• autism;
  • cognition;
  • G-protein coupled receptor;
  • oxysterol;
  • oxytocin receptor


Oxysterols such as 7β-hydroxycholesterol (7β-HC) and 7-ketocholesterol (7-KC) have been linked to the pathophysiology of neurodegenerative diseases. This study was carried out to examine the effect of oxysterols on global gene expression in the rat prefrontal cortex (PFC). 7β-HC, 7-KC, or cholesterol was injected into the rat PFC and RNA was extracted from this brain region at 24-h post-injection and analyzed. Microarray analyses identified 1365 genes, whose expressions were affected by both 7β-HC and 7-KC. Among these, down-regulated genes outnumbered up-regulated genes. Pathway analysis showed that down-regulated genes had roles in carbohydrate metabolism, cell signaling and nucleic acid metabolism; and the majority of these encode G-protein coupled receptors (GPCRs).

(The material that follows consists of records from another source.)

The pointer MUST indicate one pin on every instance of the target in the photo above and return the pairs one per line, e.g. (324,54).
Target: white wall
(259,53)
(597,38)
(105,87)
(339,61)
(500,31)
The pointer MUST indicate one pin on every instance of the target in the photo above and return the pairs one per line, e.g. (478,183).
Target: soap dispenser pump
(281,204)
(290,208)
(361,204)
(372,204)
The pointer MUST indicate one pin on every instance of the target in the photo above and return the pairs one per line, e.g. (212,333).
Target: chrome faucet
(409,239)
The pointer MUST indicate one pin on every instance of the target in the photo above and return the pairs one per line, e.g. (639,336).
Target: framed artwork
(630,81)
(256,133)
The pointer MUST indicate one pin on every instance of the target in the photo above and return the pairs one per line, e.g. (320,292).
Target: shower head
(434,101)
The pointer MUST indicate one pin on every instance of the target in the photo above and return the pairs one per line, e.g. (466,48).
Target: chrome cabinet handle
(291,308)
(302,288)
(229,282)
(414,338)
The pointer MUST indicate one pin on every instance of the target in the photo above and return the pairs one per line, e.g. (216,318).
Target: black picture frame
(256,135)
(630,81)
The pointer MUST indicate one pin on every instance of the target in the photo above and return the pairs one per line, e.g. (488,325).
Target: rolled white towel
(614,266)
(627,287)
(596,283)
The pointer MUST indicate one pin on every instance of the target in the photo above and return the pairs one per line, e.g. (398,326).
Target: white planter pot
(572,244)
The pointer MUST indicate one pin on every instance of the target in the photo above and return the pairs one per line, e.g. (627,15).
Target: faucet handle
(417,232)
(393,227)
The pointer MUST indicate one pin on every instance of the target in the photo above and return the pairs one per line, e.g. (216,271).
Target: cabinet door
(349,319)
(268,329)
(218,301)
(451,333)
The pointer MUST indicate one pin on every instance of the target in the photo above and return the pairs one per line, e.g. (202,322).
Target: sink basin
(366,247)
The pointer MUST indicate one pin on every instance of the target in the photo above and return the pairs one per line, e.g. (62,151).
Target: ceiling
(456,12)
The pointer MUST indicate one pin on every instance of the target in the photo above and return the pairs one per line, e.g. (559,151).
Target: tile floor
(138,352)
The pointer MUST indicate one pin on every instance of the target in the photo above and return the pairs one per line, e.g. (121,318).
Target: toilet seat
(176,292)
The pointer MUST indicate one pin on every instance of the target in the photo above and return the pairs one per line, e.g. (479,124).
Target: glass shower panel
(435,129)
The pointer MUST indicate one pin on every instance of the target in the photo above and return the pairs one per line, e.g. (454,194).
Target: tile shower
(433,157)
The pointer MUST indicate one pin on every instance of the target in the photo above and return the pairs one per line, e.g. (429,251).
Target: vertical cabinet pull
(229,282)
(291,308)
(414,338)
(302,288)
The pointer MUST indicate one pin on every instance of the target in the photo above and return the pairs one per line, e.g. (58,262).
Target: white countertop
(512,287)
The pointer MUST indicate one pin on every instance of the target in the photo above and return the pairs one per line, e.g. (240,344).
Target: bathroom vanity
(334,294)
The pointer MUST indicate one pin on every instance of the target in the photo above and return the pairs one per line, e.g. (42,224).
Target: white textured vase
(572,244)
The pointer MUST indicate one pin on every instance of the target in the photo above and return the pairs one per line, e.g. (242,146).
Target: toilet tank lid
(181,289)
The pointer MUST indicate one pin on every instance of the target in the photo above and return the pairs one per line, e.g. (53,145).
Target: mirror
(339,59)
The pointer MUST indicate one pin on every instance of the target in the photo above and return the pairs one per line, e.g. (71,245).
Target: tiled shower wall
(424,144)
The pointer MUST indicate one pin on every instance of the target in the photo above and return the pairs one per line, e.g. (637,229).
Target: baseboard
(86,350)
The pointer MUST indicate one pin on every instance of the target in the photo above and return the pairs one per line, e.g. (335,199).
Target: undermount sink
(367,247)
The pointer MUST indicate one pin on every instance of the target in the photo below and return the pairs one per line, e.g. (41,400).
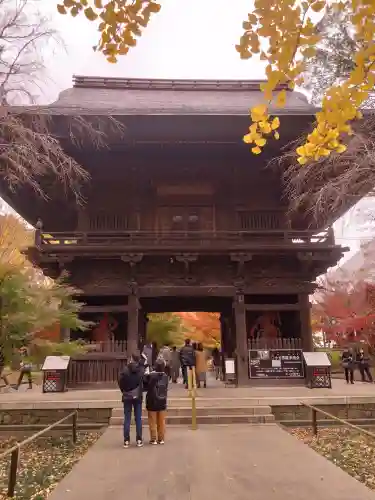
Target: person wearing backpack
(156,402)
(131,386)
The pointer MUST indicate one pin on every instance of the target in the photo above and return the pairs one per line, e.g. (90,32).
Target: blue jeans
(128,407)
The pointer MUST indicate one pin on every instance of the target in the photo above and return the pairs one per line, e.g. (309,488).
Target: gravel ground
(43,464)
(352,451)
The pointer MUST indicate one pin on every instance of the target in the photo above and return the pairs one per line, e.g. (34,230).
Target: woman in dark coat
(156,401)
(347,361)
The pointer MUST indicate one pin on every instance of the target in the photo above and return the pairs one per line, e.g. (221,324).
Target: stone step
(210,419)
(208,411)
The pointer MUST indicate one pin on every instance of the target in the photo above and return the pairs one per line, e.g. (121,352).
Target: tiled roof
(120,96)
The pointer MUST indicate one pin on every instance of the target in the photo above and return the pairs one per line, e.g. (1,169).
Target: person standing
(348,365)
(25,368)
(2,368)
(187,360)
(175,365)
(165,354)
(156,401)
(131,386)
(363,361)
(201,366)
(216,359)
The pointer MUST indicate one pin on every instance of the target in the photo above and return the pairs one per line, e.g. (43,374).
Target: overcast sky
(186,39)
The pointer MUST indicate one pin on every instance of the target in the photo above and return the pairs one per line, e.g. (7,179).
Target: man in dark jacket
(187,358)
(131,386)
(156,401)
(363,361)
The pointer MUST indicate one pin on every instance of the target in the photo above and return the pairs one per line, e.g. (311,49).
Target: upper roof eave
(77,111)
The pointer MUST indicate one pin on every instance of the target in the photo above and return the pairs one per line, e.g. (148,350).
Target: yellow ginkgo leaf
(275,123)
(341,148)
(90,14)
(61,9)
(260,142)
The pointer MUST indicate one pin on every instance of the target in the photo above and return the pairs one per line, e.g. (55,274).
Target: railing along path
(14,452)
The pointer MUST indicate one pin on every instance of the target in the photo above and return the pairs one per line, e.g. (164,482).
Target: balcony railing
(54,241)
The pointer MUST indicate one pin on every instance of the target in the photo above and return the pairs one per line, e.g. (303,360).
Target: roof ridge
(80,81)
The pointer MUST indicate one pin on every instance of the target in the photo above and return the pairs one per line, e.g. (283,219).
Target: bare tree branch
(330,185)
(29,146)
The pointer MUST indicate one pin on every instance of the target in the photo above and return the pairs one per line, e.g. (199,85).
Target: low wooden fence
(14,452)
(94,368)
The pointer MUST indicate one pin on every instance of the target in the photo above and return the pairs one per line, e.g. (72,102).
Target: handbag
(131,395)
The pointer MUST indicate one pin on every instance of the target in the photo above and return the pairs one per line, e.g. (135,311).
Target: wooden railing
(14,452)
(259,344)
(174,238)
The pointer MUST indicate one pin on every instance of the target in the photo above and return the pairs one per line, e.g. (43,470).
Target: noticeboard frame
(278,377)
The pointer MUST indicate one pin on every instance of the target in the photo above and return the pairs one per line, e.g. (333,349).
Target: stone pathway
(218,463)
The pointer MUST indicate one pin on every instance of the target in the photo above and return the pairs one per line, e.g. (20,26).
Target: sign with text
(276,363)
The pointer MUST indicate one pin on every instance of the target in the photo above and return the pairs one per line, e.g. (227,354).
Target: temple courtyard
(218,462)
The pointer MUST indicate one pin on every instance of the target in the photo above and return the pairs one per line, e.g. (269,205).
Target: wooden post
(305,320)
(133,325)
(65,334)
(241,339)
(314,422)
(74,427)
(14,458)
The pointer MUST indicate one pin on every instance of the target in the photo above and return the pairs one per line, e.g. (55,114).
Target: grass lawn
(43,463)
(350,450)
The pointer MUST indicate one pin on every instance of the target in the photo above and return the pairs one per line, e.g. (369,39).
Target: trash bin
(318,370)
(55,373)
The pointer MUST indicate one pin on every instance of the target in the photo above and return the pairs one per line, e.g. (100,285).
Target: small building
(181,216)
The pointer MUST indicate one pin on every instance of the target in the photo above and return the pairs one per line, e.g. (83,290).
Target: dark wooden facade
(181,216)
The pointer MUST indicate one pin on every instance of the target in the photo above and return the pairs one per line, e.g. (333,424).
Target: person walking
(156,401)
(363,361)
(216,359)
(175,365)
(165,354)
(131,386)
(347,361)
(201,366)
(2,368)
(25,368)
(187,360)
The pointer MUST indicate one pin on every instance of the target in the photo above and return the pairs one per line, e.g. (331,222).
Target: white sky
(186,39)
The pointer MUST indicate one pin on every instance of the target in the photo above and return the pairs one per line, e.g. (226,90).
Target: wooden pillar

Expression of selected genes were validated by quantitative real-time PCR. Western blots confirmed down-regulation of oxytocin receptor (Oxtr) at 1 day post-7β-HC treatment. Immunohistochemical analysis showed localization of Oxtr in neurons of the PFC. Electron microscopy identified the presence of Oxtr-immunoreactivity in axon terminals. Together, these findings provide insights into molecular mechanisms through which oxysterols could exert their pathophysiological effects, and suggest that increased oxysterols may affect synaptic function by transcriptional repression of GPCRs.